Combine that with some pre-election ebullience, and the time could be right for investors to revisit the popular Guggenheim S&P 500 Equal Weight ETF (NYSEArca: RSP).

“Unlike the SPDR S&P 500 ETF (NYSEArca: SPY), that tracks the market-cap weighted S&P 500 Index, Guggenheim’s RSP takes an equal-weighted approach to following the well-known benchmark. As such, though the names inside RSP will match SPY, the security weightings and the sector weightings will be quite different,” according to S&P Capital IQ.

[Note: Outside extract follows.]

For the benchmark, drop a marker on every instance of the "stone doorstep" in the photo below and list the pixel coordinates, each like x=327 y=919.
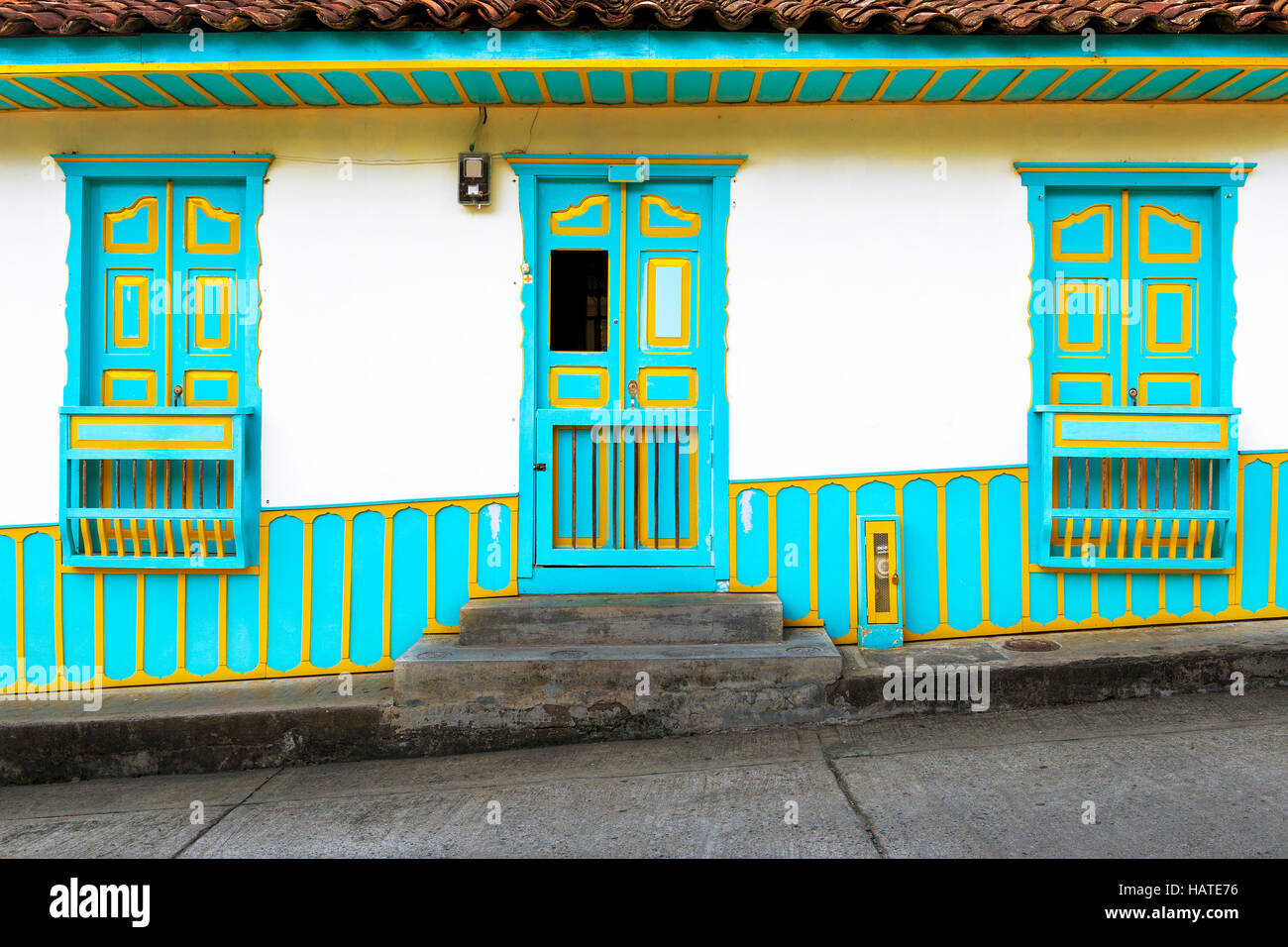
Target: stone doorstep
x=623 y=618
x=445 y=673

RSP’s largest sector weight is 16.8% to financial services, a group that is second-largest in the cap-weighted S&P. The Guggenheim offering is also overweight consumer discretionary with an allocation of 16.4%, which could prove useful if holiday shopping momentum picks up for that sector in late October as expected. [Retail ETFs Ready for Holiday Shopping]

“RSP is rebalanced on a quarterly basis, essentially trimming leading positions and adding to lagging positions. At 37%, such turnover is much higher than SPY’s 3% that holds larger stakes in better performers and only experiences turnover when a security is added/removed from the index. Such rebalancing also likely contributes to RSP’s higher 0.40% expense ratio,” said S&P Capital IQ.

The research firm has overweight ratings on both RSP and SPY.